Day 186 - Violet reflections

And I also had too much drama to deal with and did not even dig photos out of past exhibitions. It took some time to deduce that the Week 27 folder has an excess of photos because I rolled over photos not used in previous weeks. The one above with the early dawn violet reflections is not even post processed. I slapped it into this folder because it seemed to have promise when I had the time and sense to consider it. And the same goes for Day 187 below.


Day 187

Day 188

About the only things I actively photographed last week were poppies and clouds and because they were there when I parked my car and gathered up the camera and realized that once again I had not noticed anything on my trip.

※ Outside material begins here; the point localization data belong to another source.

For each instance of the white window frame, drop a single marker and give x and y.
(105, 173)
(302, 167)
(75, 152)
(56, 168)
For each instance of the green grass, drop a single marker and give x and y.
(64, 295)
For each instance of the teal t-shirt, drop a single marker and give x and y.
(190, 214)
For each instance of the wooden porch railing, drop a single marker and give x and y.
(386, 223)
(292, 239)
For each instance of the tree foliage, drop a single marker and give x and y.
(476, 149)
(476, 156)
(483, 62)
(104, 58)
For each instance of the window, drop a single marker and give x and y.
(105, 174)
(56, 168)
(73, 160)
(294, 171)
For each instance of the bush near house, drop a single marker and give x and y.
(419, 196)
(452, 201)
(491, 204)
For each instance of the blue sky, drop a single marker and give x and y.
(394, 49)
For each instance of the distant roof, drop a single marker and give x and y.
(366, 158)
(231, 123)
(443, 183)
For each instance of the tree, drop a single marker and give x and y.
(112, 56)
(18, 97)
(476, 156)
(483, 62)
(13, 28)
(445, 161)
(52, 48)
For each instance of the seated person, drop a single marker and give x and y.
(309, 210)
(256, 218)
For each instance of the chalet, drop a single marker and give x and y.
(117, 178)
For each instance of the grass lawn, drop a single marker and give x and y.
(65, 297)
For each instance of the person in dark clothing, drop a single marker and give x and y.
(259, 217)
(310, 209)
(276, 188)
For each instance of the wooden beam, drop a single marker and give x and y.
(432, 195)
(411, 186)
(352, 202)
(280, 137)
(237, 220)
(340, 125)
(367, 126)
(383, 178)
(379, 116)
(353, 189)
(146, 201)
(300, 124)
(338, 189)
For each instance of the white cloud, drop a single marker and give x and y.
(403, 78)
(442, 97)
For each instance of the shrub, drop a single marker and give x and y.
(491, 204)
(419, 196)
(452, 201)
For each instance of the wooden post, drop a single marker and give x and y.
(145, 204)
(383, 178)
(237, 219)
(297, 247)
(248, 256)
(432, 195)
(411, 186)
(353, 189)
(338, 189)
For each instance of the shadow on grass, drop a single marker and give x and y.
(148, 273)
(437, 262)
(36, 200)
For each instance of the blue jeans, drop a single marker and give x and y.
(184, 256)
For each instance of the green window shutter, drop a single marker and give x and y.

Not anything I deemed worthy of a stop and a snap. I just didn't notice anything. My mind was so elsewhere.

Day 189 - Into every live a little rain must fall

Tuesday, July 2, 2013

Week 26 - 365 Day Challenge 2013

Day 176 - Poly tunnel on subfreezing night
 The 23rd of June saw a hard freeze here in Black Lake. It was 26 degrees for more than three hours and froze even the plants in my polytunnel green house. I had been putting two lights on in it every night to keep the tomatoes from getting chilled but even with all that they got frost burned. The eggplants and the sweet peppers perished. This photo commemorates that latest freeze in the almost two decades I have been living here.

Day 177

And yet in protected areas on the hillsides flowers continued to bloom. Amazing what life will do in order to survive climate change and severe drought. I am not the best photographer of flowers. That would be my sister, Deborah Binford Baker. Some of her flowers and some of mine, mostly painted, are in the All About Flowers Exhibit by the Artists Guild of Northern New Mexico at the Angel Fire Visitor's Center.

Day 178 - Chevy Blue

My favorite subjects are old cars and machinery. I just printed Chevy Blue 20 x 30 on canvas. It is always a treat to see your photos produced in a now digital form. Chevy Blue turned out awesome. Visit Binford-Bell Studio where the photos for the 365 day challenge are first debuted to learn more about pricing.

Day 179

In addition to old cars and old equipment like the tractor above I also am overly fond of reflections. Especially with the water is like a mirror. Week 27 will also include another reflection or two. Just posted on this morning in fact.

Day 180

Day 181

Not all reflections are in water. The one below on glass of a sun porch was very satisfying. And the peony blooming against the pink rocks was very opportune. That night we got a tremendous hail storm and it was shredded. Nature can be a bitch at times.